HIV/AIDS and the business sector

One can perhaps be forgiven for thinking that busy business executives are usually preoccupied with ensuring that their outfits are efficiently managed, that employees continually deliver what is expected of them and that, at the end of the day, the outcome is an organization that yields a profit.  These preoccupations sometimes create a culture of tunnel vision, within organizations, a culture that sets most things – apart from productivity and profitability – to one side.

One of the many impacts that the advent of HIV/ AIDS has had on the global business community has been the creation of an enhanced awareness of the nexus between productivity and profitability and the welfare of employees. The sheer scale of the malady coupled with the fact that it respects no social class, no industry, no workplace, has seen to that.

HIV/AIDS as a workplace issue has not always been taken seriously in Guyana. Time was, when important meetings to discuss the issue and to address responses thereto were, in many cases, attended by relatively low-level employees, the assumption being that the ‘big-wigs’ had far more important business to attend to. Time was, too, when it was assumed that the business of responding to the challenge of HIV/AIDS was solely the business of the state.

Though some might argue that there is need for an even greater attitudinal change, some change has occurred. Combating HIV/AIDS requires a collective response and that response cannot exclude the private sector.

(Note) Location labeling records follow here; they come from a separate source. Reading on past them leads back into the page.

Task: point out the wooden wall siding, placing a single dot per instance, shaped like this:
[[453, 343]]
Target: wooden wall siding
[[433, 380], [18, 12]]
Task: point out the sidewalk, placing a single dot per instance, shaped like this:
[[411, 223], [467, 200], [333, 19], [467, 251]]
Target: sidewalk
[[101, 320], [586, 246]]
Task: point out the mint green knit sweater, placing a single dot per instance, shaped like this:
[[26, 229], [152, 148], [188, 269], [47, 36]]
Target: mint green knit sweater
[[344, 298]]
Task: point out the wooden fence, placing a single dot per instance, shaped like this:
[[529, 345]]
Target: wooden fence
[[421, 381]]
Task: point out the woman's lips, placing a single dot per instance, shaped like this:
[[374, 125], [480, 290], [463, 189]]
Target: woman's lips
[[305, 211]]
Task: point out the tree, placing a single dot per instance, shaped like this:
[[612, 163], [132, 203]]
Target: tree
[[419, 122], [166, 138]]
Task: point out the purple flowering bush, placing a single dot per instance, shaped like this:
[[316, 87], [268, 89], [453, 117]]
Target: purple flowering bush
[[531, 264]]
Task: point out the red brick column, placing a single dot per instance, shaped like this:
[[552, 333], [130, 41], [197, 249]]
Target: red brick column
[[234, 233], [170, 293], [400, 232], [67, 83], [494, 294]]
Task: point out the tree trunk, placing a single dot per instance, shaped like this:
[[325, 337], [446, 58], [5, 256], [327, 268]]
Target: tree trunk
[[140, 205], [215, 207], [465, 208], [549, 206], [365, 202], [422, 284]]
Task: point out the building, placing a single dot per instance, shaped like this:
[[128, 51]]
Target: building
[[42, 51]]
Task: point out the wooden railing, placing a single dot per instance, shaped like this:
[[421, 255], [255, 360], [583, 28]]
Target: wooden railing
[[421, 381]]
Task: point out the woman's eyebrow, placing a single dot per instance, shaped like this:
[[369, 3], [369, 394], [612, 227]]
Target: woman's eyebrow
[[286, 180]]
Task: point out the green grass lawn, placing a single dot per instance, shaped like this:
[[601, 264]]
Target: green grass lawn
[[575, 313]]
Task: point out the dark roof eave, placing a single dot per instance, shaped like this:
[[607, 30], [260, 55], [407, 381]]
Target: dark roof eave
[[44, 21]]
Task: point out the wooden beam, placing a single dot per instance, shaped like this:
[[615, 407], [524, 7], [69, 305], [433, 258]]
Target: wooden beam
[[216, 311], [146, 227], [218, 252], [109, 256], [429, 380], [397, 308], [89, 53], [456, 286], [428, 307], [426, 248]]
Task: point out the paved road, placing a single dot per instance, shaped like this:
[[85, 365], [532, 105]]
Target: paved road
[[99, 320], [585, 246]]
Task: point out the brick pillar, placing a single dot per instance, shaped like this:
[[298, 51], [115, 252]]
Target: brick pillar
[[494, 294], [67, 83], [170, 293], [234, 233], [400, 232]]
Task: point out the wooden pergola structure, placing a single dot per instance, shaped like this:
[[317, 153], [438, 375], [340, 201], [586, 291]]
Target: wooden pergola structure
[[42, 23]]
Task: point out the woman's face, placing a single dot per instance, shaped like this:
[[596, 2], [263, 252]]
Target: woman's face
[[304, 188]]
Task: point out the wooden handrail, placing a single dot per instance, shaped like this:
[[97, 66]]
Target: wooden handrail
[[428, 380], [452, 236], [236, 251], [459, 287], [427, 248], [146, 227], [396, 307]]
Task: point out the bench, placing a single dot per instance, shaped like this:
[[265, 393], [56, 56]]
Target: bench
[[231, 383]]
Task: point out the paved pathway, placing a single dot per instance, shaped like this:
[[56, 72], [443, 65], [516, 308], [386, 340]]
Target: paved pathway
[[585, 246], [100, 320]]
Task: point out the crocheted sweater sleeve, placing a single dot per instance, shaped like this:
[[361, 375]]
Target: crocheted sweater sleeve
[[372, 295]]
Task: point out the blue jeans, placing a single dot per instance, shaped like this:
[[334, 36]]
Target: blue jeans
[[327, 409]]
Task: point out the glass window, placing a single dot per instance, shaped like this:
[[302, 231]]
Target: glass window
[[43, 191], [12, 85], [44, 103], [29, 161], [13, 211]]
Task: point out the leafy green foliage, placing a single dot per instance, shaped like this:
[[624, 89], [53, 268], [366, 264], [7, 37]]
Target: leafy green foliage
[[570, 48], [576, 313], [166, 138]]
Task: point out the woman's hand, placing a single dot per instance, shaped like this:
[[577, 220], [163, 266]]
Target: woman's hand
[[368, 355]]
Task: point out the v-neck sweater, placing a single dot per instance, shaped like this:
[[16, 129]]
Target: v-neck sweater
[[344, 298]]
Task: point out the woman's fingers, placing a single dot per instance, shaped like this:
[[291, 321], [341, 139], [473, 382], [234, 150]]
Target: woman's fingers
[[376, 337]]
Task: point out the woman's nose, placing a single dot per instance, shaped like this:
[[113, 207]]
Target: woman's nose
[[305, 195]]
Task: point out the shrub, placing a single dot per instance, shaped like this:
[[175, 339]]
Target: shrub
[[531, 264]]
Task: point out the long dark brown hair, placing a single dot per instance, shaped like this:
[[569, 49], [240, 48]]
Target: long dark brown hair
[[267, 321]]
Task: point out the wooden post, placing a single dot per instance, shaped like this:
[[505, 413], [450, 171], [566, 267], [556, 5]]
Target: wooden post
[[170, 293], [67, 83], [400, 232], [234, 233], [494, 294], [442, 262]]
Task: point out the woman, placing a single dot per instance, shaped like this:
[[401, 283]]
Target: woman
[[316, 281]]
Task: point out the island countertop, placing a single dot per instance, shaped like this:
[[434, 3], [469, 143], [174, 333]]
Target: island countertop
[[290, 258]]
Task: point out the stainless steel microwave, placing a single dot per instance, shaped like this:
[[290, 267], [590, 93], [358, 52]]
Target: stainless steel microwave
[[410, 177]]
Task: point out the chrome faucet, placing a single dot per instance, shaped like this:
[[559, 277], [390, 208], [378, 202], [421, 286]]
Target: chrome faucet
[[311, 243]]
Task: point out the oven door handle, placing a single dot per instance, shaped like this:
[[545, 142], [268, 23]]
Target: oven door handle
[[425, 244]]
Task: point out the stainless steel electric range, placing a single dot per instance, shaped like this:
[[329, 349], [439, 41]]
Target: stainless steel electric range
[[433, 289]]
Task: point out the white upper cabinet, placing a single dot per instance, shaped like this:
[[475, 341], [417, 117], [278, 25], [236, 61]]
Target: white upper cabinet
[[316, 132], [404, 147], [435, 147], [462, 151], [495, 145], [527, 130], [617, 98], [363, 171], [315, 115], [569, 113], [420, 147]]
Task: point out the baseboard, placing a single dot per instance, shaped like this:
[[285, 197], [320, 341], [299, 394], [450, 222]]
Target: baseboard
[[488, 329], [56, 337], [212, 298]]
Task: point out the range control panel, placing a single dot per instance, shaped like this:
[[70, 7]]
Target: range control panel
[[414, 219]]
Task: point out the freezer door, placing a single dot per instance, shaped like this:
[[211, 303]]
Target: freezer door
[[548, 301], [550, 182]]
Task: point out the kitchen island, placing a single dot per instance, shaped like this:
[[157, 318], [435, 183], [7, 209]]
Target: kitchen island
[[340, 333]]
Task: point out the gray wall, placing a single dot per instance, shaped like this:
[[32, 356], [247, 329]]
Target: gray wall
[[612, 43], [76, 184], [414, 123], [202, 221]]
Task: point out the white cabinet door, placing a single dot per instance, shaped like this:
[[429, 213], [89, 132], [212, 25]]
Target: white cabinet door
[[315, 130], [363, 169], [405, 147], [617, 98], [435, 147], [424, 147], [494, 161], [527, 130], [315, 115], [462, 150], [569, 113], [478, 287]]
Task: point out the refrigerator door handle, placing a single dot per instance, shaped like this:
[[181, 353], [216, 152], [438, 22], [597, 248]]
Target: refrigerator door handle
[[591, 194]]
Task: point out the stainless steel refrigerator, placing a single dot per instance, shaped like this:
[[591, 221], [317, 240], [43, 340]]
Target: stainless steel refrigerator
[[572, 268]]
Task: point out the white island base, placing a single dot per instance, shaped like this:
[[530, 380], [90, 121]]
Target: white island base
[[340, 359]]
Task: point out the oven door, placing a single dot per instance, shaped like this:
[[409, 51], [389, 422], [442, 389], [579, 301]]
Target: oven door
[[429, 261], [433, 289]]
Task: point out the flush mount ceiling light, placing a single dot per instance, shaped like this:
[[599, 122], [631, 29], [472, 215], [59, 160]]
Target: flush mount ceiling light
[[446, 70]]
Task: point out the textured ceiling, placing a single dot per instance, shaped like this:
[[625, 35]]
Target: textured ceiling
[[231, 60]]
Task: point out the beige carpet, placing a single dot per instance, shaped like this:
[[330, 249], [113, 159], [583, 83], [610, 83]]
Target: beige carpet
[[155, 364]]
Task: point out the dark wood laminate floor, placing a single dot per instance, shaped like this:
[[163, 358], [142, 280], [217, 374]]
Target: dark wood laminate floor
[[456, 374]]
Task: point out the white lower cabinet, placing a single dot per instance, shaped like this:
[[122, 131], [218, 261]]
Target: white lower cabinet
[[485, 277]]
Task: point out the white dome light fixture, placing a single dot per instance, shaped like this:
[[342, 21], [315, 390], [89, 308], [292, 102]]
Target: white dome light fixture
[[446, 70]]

The Guyana Business Coalition on HIV/AIDS (GBCHA) continues to make an eminent case for the importance of the private sector in the national response to HIV/AIDS. Just how seriously the Coali-tion takes itself is reflected in the fact that its Board includes some of the very top executives of prominent business organizations and, more importantly, that the outcomes of its efforts are real, tangible and measurable. If the expectation that private sector organizations will be most effective in raising money, the Coalition has gone well beyond that, planning and effecting noteworthy workplace programme, committing their premises and other resources to HIV/AIDS testing programmes, extending their initiatives into the communities that they serve and supporting the planning and execution of national and regional HIV/AIDS fora.

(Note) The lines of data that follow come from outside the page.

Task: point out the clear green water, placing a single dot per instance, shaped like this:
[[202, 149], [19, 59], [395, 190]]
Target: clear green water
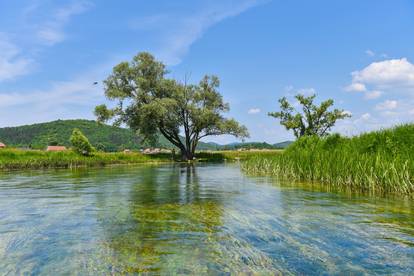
[[208, 219]]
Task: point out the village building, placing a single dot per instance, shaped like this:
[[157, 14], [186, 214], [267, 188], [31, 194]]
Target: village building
[[56, 148]]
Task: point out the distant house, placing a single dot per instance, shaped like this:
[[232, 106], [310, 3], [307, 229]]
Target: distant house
[[56, 148]]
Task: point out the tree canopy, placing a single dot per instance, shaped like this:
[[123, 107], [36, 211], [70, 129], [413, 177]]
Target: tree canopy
[[313, 120], [80, 143], [151, 103]]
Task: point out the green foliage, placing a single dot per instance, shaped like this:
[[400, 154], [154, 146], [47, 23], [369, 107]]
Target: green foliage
[[36, 159], [150, 103], [80, 143], [103, 137], [313, 120], [379, 162]]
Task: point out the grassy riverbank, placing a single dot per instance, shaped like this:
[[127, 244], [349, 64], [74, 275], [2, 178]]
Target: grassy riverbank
[[35, 159], [379, 161]]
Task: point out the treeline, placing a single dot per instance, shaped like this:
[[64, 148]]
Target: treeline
[[103, 137], [378, 162]]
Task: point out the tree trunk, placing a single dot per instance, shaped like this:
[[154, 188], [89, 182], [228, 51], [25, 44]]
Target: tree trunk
[[187, 154]]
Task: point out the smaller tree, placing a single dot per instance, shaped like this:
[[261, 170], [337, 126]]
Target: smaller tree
[[313, 120], [80, 143]]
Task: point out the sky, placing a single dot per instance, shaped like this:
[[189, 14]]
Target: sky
[[359, 53]]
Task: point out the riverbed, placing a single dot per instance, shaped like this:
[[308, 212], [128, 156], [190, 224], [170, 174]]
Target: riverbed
[[199, 219]]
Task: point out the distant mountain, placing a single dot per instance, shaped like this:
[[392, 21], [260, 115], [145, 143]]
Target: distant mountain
[[255, 145], [105, 137]]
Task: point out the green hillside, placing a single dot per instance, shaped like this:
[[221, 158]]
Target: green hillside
[[105, 137]]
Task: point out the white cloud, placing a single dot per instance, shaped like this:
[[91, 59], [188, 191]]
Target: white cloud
[[394, 76], [51, 32], [370, 53], [357, 87], [254, 111], [370, 95], [365, 116], [393, 72], [179, 32], [12, 63], [78, 92], [307, 91], [387, 105]]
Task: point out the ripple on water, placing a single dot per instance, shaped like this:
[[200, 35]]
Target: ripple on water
[[206, 219]]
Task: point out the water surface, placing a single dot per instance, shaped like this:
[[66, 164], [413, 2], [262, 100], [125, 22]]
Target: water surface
[[206, 219]]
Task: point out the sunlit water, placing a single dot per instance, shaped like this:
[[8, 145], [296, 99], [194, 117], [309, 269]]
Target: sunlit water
[[207, 219]]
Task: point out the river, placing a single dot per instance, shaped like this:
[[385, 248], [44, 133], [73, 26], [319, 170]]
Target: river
[[203, 219]]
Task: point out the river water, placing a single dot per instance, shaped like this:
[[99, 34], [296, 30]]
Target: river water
[[204, 219]]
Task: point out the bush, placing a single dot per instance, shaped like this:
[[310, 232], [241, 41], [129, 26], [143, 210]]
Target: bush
[[80, 143]]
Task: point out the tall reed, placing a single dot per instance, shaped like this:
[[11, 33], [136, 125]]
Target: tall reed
[[381, 161]]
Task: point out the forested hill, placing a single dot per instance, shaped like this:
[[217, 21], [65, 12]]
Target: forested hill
[[105, 137]]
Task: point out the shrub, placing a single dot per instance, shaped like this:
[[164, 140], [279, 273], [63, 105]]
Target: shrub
[[80, 143]]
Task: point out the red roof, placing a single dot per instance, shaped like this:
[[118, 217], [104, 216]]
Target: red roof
[[56, 148]]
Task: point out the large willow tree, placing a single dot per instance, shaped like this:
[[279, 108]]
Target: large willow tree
[[152, 104]]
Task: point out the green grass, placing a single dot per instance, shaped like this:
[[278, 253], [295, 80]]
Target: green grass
[[378, 162], [36, 159]]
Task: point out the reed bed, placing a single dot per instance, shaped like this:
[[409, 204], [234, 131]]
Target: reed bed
[[379, 162], [35, 159]]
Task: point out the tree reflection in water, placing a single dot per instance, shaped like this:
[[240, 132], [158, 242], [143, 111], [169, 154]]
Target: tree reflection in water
[[171, 219]]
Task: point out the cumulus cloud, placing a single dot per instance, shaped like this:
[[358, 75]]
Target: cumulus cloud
[[365, 116], [374, 94], [370, 53], [254, 111], [387, 105], [357, 87], [379, 78], [387, 73]]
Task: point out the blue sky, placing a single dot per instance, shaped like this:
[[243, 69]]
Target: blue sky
[[360, 53]]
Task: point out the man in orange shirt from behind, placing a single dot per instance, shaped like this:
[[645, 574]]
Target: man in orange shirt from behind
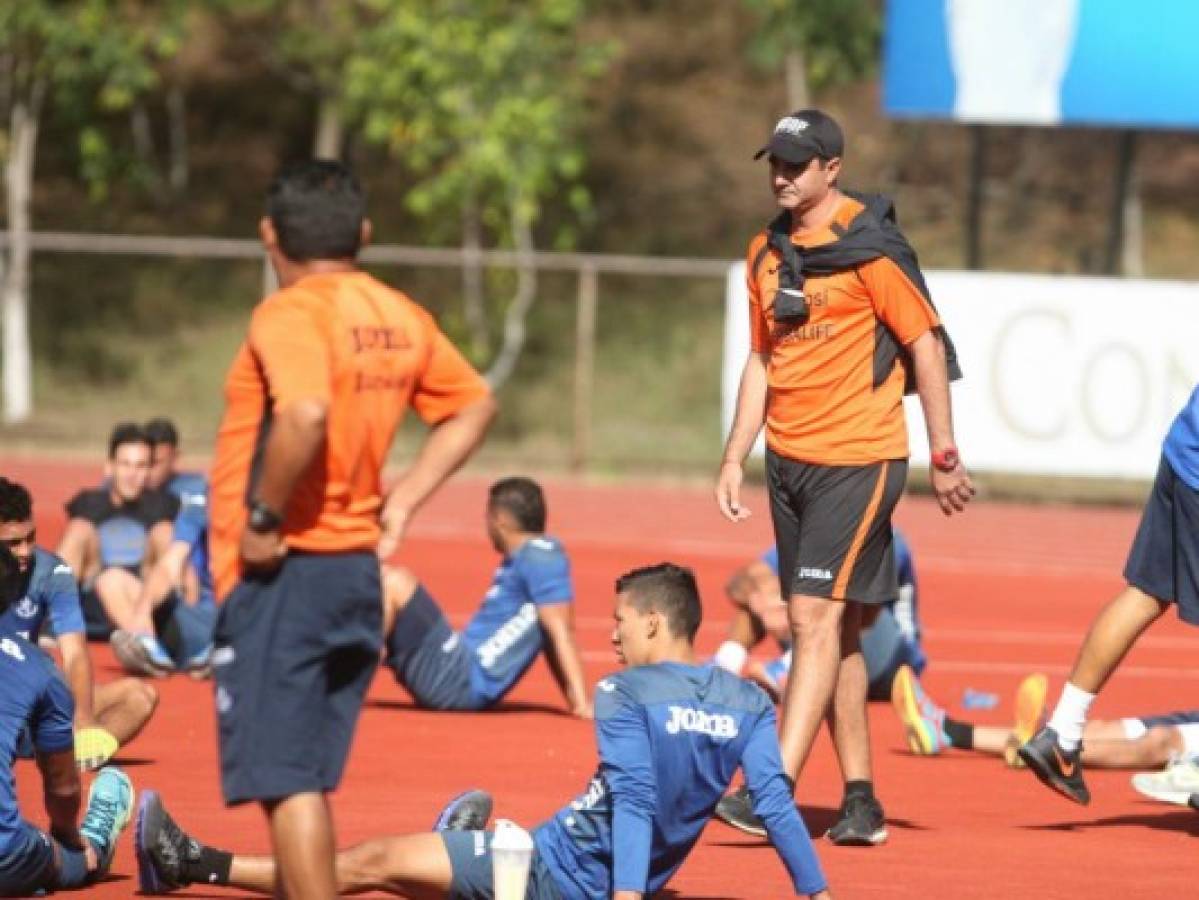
[[331, 362], [841, 325]]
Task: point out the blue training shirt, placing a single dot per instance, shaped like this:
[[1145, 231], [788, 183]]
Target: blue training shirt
[[670, 737], [1181, 447], [34, 695], [504, 636], [192, 526], [50, 590]]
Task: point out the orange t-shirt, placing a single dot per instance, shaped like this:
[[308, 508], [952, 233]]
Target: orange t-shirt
[[366, 350], [823, 405]]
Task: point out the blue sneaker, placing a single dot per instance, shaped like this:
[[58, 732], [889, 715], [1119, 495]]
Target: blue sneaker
[[109, 807], [468, 811], [923, 719], [142, 653]]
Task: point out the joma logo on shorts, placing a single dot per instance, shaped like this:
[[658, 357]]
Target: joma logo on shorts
[[819, 574], [684, 718], [508, 634]]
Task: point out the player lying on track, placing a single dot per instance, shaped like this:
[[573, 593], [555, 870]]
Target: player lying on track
[[34, 698], [670, 735], [1140, 742], [528, 608]]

These initiatives reflect a sense of mission by an organization that is seized of the very essence of the HIV/AIDS challenge, that is, that their productivity and their profits cannot be sustained inside cocoons of isolationism driven by the notion that the disease is someone else’s business. It is, in a sense, a sobering lesson for a local private sector, which, in some cases, has been unmindful of its responsibilities both to its own employees and to the communities that it serves. Perhaps the signal contribution which the GBCHA continues to make reposes in its role in the creation of a deeper private sector awareness of that unbreakable link between its pursuit of profitability and the welfare of the workers and the communities that make their accomplishments possible.